Somehow, thrashing about the close confines of the Victor's cockpit, his right hand closed on a manual fire extinguisher and yanked it free of its mounting bracket on the curving wall. Turning it on himself, Grayson bathed his burning arm and side in a white blast of carbon dioxide vapor, still screaming as the pain seared out of his arm and invaded his chest and head. And all the while he still did not hear a thing even when the extinguisher ran empty and the metal bottle dropped f
rom spasming fingers and bounced off a metal console. Collapsing against the cable and power feed-covered wall next to the display monitors, console, and forward viewport that now formed the cockpit's floor, Grayson stared up at the circle of sky visible through the still-open hatch. The pain was terrible ... yet distant, as though the nerves of his body had overloaded somehow or simply been seared into total unresponsiveness. He felt as though he'd been wrapped in cotton wool, as if he were floating. The silence that still embraced him together with the awful pain, he decided, must be the result of that final thunderclap.

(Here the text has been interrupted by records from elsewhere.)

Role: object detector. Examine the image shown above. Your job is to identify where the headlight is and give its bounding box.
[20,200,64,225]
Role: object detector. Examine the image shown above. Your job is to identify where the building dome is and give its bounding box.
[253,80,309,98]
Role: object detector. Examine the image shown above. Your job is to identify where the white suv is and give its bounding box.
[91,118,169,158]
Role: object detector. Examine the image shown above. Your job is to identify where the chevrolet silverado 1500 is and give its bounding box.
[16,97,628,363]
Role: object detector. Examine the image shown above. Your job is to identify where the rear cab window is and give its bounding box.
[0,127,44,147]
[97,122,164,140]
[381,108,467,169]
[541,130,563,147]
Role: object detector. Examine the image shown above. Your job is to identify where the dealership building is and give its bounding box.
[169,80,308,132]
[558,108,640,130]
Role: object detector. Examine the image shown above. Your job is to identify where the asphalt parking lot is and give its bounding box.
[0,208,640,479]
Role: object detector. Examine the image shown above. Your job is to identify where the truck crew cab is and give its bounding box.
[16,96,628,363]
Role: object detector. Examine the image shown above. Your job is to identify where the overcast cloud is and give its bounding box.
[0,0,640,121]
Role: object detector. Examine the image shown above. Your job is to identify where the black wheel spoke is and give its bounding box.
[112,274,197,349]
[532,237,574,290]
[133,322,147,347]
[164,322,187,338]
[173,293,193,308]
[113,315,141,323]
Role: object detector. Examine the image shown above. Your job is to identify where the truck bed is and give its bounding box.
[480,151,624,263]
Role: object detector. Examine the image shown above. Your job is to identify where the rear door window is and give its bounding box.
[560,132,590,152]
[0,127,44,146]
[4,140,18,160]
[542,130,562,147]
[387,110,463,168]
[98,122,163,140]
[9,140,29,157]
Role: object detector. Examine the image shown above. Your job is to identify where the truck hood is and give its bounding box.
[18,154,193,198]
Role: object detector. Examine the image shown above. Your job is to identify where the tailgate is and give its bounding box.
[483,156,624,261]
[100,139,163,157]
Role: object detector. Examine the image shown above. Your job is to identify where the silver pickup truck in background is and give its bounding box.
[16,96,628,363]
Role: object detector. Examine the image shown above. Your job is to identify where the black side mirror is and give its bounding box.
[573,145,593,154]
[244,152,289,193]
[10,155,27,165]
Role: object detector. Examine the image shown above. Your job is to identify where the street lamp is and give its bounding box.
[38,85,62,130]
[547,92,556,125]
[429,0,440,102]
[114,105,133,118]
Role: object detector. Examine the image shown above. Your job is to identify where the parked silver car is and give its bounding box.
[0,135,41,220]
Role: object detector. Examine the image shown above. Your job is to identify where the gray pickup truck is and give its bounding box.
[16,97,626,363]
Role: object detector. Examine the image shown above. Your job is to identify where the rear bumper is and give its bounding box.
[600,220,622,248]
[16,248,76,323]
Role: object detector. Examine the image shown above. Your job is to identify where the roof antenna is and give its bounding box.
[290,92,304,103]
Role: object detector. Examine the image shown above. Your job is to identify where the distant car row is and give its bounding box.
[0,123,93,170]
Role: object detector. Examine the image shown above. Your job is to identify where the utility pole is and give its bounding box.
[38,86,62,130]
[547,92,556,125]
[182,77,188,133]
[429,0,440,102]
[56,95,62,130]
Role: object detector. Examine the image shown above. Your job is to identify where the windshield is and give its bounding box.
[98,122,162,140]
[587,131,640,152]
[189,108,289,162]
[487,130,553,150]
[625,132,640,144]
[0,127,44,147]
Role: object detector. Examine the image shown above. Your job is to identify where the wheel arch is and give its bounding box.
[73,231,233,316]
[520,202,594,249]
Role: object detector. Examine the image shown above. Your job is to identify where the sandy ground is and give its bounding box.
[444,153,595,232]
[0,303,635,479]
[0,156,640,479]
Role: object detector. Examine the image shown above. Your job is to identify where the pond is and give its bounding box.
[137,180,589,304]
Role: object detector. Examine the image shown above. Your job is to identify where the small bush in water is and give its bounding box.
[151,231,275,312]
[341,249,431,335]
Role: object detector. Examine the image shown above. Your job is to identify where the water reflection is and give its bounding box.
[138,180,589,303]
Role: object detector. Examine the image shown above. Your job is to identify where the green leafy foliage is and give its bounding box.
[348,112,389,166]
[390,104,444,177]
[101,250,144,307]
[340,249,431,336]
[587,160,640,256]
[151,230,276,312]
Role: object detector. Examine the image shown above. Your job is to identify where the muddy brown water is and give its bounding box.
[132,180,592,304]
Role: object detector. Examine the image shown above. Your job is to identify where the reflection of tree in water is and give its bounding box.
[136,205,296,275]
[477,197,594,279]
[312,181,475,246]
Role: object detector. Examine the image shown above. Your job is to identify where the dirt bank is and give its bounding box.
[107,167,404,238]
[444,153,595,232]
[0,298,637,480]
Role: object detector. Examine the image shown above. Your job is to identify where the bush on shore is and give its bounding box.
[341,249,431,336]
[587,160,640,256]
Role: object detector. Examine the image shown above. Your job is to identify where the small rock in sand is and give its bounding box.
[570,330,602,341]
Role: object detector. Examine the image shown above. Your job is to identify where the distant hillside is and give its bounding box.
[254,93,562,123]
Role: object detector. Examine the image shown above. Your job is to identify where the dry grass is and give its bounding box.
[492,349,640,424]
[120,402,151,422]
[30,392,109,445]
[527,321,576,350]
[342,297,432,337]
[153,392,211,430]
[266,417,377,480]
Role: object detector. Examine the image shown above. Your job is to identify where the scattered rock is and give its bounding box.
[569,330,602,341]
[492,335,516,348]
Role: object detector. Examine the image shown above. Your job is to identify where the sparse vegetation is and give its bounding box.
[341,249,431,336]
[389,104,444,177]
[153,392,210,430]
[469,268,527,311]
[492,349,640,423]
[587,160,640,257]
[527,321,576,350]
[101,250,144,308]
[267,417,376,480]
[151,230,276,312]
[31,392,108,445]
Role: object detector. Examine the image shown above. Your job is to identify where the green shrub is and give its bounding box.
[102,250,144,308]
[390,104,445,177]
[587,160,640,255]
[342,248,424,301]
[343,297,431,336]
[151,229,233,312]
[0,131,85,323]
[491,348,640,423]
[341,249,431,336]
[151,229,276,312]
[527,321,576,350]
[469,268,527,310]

What, he wondered, his mind starting to drift as his body slid inexoraby into shock, was going on outside?...
* * *
Davis McCall fired again, sending a hypersonic round from his Highlander's Gauss rifle slamming into the Zeus, striking it in one bulky shoulder and spinning it halfway around.
"This is McCall!" he shouted over the tactical frequency. "Th' Colonel's down!"
The Zeus raised its left-arm PPC, loosing a bolt of charged particles that smashed into the Highlander's left leg in a searing burst of man-made lightning. McCall fired the Gauss rifle a third time, striking the Zeus in its lower torso. The earlier hits had savaged the other 'Mech's armor, reducing large parts of its torso and shoulder to half-fused areas surrounding gaping craters. As smoke now poured from the hull of the Zeus, the pilot was obviously having trouble focussing on McCall's Highlander.
Seeing his chance, McCall triggered his jump jets, and the ninety-ton Highlander soared clumsily into the air.